Selecting the Right Legal Form for Your Russian Business ActivitiesIn a typical evolutionary manner many western companies start their Russian business with pure export from their home country (if speaking e.g., about supply of goods), often paired with advance payments and EXW delivery clauses to avoid “Russian-related risks.” Once a significant volume of contracts and clientele has been reached, many companies tend to establish a representative office first to promote their products directly on Russian soil, participate in network events and trade fairs with one or several representatives permanently present in Russia, conduct client seminars and activate structured client acquisition and marketing activities. However, all commercial terms and final contracts are still negotiated and signed by the headquarters in Western home countries. Once business gained sufficient traction, the seemingly logical next step is to either continue business with a trusted network of distributors or decide to perpetuate the market by their own and establish a commercial branch or a real independent legal entity (mostly in form of an OOO, the Russian LLC) which allows for full commercial activity under Russian law. While this evolutionary approach seems consistent, one should note the following when selecting the right legal form for an engagement in Russia:
- In general, setting up a representative office, a branch or legal entity in Russia tends to be more time and cost intensive as compared to Western Europe jurisdictions.

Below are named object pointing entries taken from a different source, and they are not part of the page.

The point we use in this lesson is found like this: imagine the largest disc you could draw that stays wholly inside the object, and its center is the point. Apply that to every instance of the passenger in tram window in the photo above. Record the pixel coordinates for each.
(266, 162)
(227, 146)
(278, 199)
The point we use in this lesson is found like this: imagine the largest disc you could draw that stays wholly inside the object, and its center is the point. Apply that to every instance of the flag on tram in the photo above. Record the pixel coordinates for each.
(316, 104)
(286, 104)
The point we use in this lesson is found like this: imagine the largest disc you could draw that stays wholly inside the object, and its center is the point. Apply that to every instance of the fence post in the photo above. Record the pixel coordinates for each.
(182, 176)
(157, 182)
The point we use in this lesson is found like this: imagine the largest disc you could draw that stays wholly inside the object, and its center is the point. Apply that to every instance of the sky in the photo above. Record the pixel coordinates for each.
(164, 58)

- Medium and long-term goals should be considered when establishing a permanent Russian presence because restructuring in Russia takes more time and is often associated with greater effort than in western jurisdictions.
- It is not possible to “convert” a representative office or a branch to a LLC at a later stage. Either these two will co-exist once a decision to establish a real commercial entity has been made or the representative office or branch will be liquidated. Liquidation procedures in Russia are even costlier and take more time than the incorporation procedures in the first place.
- The chosen corporate structure must be suitable for future developments in accordance with the real business goals and financial planning.
- LLC is flexible in the formation of its statutes and simple in its management, allows at the same time for a functioning corporate governance.
- A joint stock company is more complex in its governance than an LLC, but shareholders are more closely tied to one another.
- The decision for the right legal form in order to establish a Russian business case in my opinion shall not be bound by evolutionary phases of business activity only and driven by costs and estimated effort. Especially the start-up phase requires significant financial, time and human resources for a proper set up, so a dedicated team of professionals shall accompany this venture to streamline the processes most efficiently.
- A thought through business case for Russia with enough space for variables and unexpected delays shall serve as the base and then one shall build on that. In many cases, the right decision will be to go directly for establishing a full commercial legal entity, despite the initial costs and administrative efforts. In other cases, the representative office may serve as the right choice of a Russian presence for a decade or more and headquarter still are happy with profits gained from a stable Russian business.
- Many other important aspects such as taxes, financial management, employment and customs law to name just a few fields that require as well diligent analysis and professional knowledge have not been touched in this article (due to format) and should be taken into consideration when deciding on the right legal form.